6. Smutny art
Wokół tylko jakby smutny art.
Słucham artystę w smutku.
Przy tym jestem jak zwiędnięty kwiat.
Chociaż widzę tyle chmur.
Leci tyle deszczu.
Nikt już nie słyszy mojego krzyku.
Ja już nie wiem, czy mogę czuć.
Oni się pytają, w jaki wierzę kult.
Ja prawie straciłem wiarę w cokolwiek.
Ty mi mówisz, kiedy koniec świata.
A ja czekam, aż on w końcu drgnie.
Ktoś mnie pyta, czy ja dalej gram.
Głupio mi zaprzeczyć.
Trochę, jakby to straciło dla mnie sens.
Choć kiedyś pewnie wrócę z tej diety.
Na razie zajmują mnie puste miejsca.
Chociaż one już takie nie do wypełnienia.
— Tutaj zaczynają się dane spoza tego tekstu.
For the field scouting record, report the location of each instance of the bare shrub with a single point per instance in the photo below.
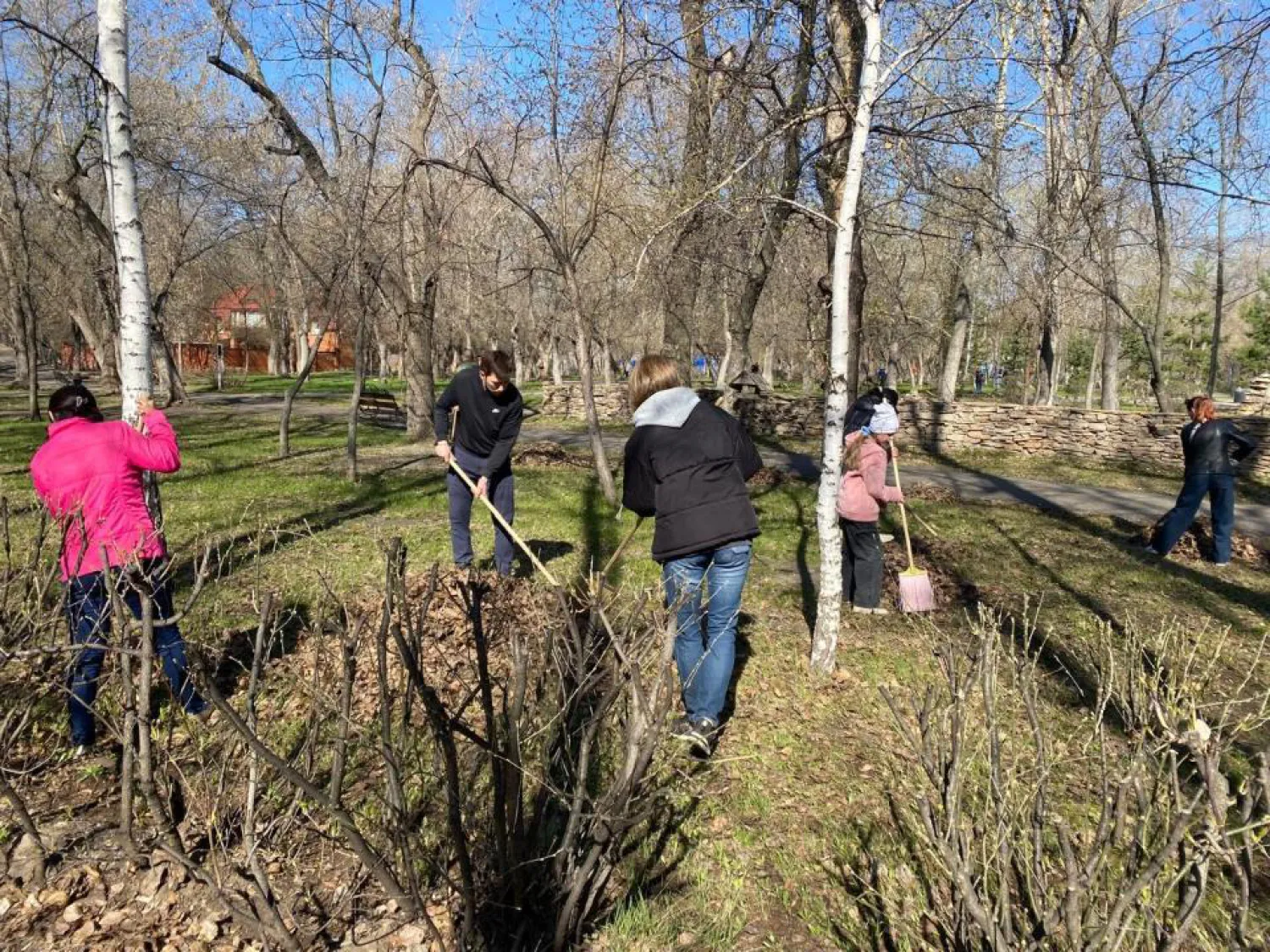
(1132, 824)
(460, 763)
Może dlatego tonę w smutku.
Ty już tylko o siebie dbaj.
Bo nie uratujesz cudzych dusz.
Nawet jeśli bardzo byś chciał.
Świat raczej nie chce ratunku.
Choć jakby za bardzo huczał.
Ja się chowam w jednej z bluz.
Ty patrzysz jak na dziwnego.
Nawet nie wiesz, że minąłeś tylko artystę.
Nie poznałeś, bo poświęcam się wierszom.
A Ty dalej nagrywasz pod jeden dźwięk.